There seem to be several problems with the code you have presented.
As suggested here, you must use bare pointers carefully with a thrust algorithm, if those bare pointers are device pointers. Among options you have are to either wrap those bare pointers in thrust::device_ptr
and use those instead, or pass thrust::device
execution policy. If you fail to use any such method, thrust will choose the host execution path for your algorithm. If the pointers are actually device pointers, hilarity ensues.
As suggested in the other answer, if you wish to modify the incoming data at its source, you will need to use a reference. The only place this really matters is on your transform op. In either case, the incoming references appear to be convertible to your usage, which is why your code compiles.
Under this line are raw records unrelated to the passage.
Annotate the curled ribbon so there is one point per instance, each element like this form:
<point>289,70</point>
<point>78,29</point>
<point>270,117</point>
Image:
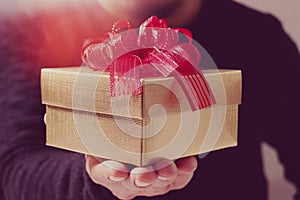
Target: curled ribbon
<point>155,50</point>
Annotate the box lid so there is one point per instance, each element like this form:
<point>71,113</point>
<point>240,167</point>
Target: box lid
<point>81,88</point>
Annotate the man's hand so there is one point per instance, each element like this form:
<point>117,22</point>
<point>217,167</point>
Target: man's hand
<point>158,179</point>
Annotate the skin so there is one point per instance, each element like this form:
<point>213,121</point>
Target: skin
<point>158,179</point>
<point>165,175</point>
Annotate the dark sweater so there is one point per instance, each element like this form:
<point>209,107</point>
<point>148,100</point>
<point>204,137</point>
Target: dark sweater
<point>235,37</point>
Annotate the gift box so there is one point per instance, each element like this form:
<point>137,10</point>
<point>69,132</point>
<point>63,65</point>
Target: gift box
<point>138,129</point>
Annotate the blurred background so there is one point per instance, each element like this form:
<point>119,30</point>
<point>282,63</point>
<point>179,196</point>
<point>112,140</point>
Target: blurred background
<point>288,12</point>
<point>35,17</point>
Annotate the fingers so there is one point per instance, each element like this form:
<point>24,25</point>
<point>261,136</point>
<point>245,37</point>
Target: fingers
<point>166,171</point>
<point>143,176</point>
<point>186,165</point>
<point>106,172</point>
<point>153,180</point>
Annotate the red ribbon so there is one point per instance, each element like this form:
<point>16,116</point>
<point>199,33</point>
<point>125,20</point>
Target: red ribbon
<point>154,51</point>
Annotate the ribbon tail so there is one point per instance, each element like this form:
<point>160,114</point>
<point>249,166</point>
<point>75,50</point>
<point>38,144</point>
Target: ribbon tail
<point>125,76</point>
<point>195,87</point>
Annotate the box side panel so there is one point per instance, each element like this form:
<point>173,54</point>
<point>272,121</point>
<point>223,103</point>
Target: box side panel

When using lambdas in device code, such as you intend to do, its necessary to decorate those lambdas correctly with __device__
(or __host__ __device__
, but only __device__
is necessary for your usage here). If you decorate with __device__
only, no further changes are needed. If you decorate with __host__ __device__
, you will discover that generic lambdas ((auto ...)
) cannot be so decorated. This last bit applies to your first lambda (transform op), which would be fixable for the case you have shown.
The following code has those 3 items fixed, and appears to show correct modification of the source data:
$ cat t1835.cu
#include <thrust/scan.h>
#include <thrust/execution_policy.h>
#include <iostream>
int main(){
const int N = 10;
//Yes, I wish to use raw pointers rather than nice device vectors.
int* data;
if(cudaMalloc(&data, N * sizeof(int))!=cudaSuccess){
std::cout<<"Couldn't allocate!"<<std::endl;
return -1;
}
cudaMemset(data, 0, N * sizeof(int));
const int answer = thrust::transform_reduce(thrust::device,
data, data + N,
[]__device__(auto &x) -> int32_t {
//I would like to change the values of data here
x = 3;
return 2;
},
int32_t{0},
[]__device__(const int32_t running_sum, const int32_t this_value) -> int32_t {
return running_sum + this_value;
}
);
if(answer!=20){
std::cout<<"Wrong answer!"<<std::endl;
return -1;
}
int *h_data = new int[N];
cudaMemcpy(h_data, data, N*sizeof(data[0]), cudaMemcpyDeviceToHost);
cudaFree(data); //In actuality, I'd do something with transformed data here
std::cout << h_data[0] << std::endl;
return 0;
}
$ nvcc -lineinfo -arch=sm_70 -O3 -o t1835 t1835.cu -std=c++14 --expt-extended-lambda
$ ./t1835
3
$
(CUDA 11.2, Centos 7, V100 GPU)
I suspect the reason that your posted code appears to compile and run correctly is that:
- The host execution path was actually selected
- The construction of your transform op was such that the read of the incoming data could be optimized out by the compiler (or, perhaps, equivalently, there is no read of the incoming data), thus no illegal access occurs.